You and Corey had been together for a while by then, long enough that everyone in your house knew his name, though never said it kindly. They called him that boy or that thug when they thought you couldn’t hear. But you’d seen a side of him they’d never understand. He was loud, sure. Angry sometimes. But he listened to you. He cared when no one else seemed to.
Your parents had always been strict, but after they caught you sneaking out one night and saw Corey waiting for you at the end of the driveway, hood up, cigarette in hand, things got worse. Your dad dragged you back inside and locked the door, yelling about how you were “throwing your life away.” Your mum cried, but not for you..for the embarrassment. The next morning, they took your phone, grounded you, started checking everything. It wasn’t a family anymore, it was a cage.
Corey didn’t take it well. When he found out your dad had grabbed your arm, left a bruise, he nearly lost it. “He touches you again, I swear—” He didn’t finish the sentence, just paced the room, jaw tight. He wasn’t used to feeling helpless. He wanted to fix things his way, direct, physical, fast. But you begged him not to go near your family. “You’ll only make it worse,” you said.

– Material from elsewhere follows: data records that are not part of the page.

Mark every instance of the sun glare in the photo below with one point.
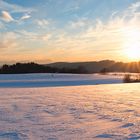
(132, 45)
(133, 52)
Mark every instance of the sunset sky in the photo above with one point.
(46, 31)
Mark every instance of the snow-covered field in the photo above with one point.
(51, 80)
(87, 112)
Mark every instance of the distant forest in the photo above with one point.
(76, 68)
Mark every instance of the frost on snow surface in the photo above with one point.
(70, 113)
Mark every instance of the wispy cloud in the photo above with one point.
(6, 16)
(42, 22)
(8, 41)
(26, 16)
(13, 8)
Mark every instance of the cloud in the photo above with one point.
(8, 41)
(13, 8)
(42, 23)
(26, 16)
(6, 16)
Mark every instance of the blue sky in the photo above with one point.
(47, 31)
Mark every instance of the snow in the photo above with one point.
(53, 80)
(70, 113)
(29, 111)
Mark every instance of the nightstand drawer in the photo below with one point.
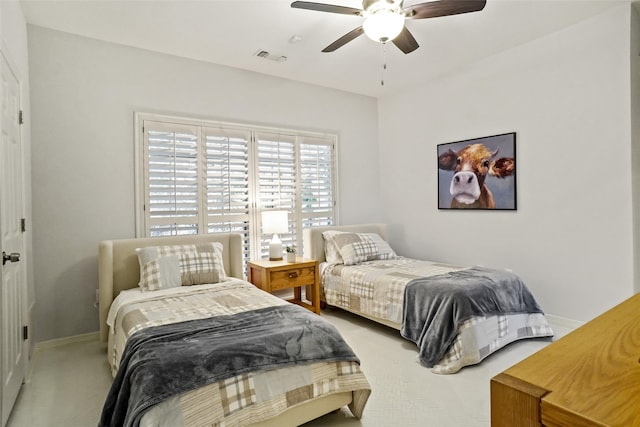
(284, 279)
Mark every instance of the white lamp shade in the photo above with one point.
(275, 222)
(383, 25)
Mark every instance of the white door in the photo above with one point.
(13, 276)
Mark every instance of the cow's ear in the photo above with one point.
(502, 167)
(448, 160)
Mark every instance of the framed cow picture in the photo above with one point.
(478, 173)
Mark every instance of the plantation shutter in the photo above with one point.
(317, 177)
(198, 176)
(277, 183)
(172, 197)
(227, 182)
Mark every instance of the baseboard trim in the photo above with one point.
(91, 336)
(563, 321)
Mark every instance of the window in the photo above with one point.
(198, 177)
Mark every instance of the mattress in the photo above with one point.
(375, 289)
(241, 399)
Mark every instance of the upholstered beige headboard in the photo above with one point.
(313, 242)
(118, 267)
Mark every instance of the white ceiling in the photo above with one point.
(230, 32)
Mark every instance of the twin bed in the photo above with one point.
(457, 316)
(166, 302)
(274, 364)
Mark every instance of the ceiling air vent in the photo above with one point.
(269, 57)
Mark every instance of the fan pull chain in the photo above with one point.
(384, 63)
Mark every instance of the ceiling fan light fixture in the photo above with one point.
(383, 25)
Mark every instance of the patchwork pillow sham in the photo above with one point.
(354, 248)
(163, 267)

Still, he couldn’t stand knowing what you went back to every night. He started turning up outside your window, headlights off, engine low. You’d sneak out when the house went quiet, slipping into his car just to sit there, no music, no words. Sometimes he’d bring you food, sometimes just let you fall asleep against him. You always felt safe there.

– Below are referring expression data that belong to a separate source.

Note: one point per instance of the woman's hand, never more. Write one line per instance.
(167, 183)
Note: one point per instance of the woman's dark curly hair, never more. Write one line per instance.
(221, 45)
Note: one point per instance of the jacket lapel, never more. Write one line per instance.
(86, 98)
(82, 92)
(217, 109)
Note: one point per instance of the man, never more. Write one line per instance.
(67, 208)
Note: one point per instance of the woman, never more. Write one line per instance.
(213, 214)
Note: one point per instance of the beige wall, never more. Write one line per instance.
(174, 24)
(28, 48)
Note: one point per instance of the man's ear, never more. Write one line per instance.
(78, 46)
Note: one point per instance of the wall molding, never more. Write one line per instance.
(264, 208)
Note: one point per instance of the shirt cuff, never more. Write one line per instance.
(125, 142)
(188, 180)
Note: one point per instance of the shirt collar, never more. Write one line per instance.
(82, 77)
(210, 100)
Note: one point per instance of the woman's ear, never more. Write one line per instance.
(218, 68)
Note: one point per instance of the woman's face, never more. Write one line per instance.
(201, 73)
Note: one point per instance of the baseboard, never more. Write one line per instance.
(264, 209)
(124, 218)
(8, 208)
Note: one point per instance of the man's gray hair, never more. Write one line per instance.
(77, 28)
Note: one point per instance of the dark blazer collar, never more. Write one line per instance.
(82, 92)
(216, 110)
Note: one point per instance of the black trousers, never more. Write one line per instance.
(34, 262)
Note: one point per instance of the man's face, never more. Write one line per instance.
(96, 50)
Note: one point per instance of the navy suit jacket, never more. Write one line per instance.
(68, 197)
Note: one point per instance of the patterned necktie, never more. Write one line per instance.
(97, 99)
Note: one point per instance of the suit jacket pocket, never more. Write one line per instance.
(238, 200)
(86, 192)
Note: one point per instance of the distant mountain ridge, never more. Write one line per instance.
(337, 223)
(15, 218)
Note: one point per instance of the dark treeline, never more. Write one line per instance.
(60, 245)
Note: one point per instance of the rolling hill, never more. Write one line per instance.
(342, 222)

Then one night, he said it. “You don’t have to keep going back there.” You laughed, tired. “What, and live where? With you?” He didn’t laugh back. He just looked at you like he was deadly serious. “Yeah. With me.”
You tried to explain how impossible that was, your parents would lose it, you didn’t have anything with you, they’d probably call the police. Corey just shrugged. “They’ve already made you miserable. What are they gonna do? Hate me more?”
He’d been getting his life a bit more together, not clean, not completely, but he was working. Doing runs, keeping money in his pocket, fixing up his flat. He wanted to make it somewhere you could actually stay. He even cleared out the spare room once, said it was for “when you finally stop pretending you’re not gonna end up here.”
And every time you went home, every time you heard another argument, it got harder to deny that he might be right.
So now he’s waiting…pushing, gently but not really gently. He’s tired of watching you come back bruised, tired, crying. He’s started saying things like, “You’re my girl, yeah? Then let me take care of you.” And he means it, in his own, rough, unpolished way. He wants you out of that house and into his world, where he can keep you close.
You were standing outside the school gate, sobbing as she approached you quietly, he knew something had happened at your house, again. “Let me get you out of there, please..princess.”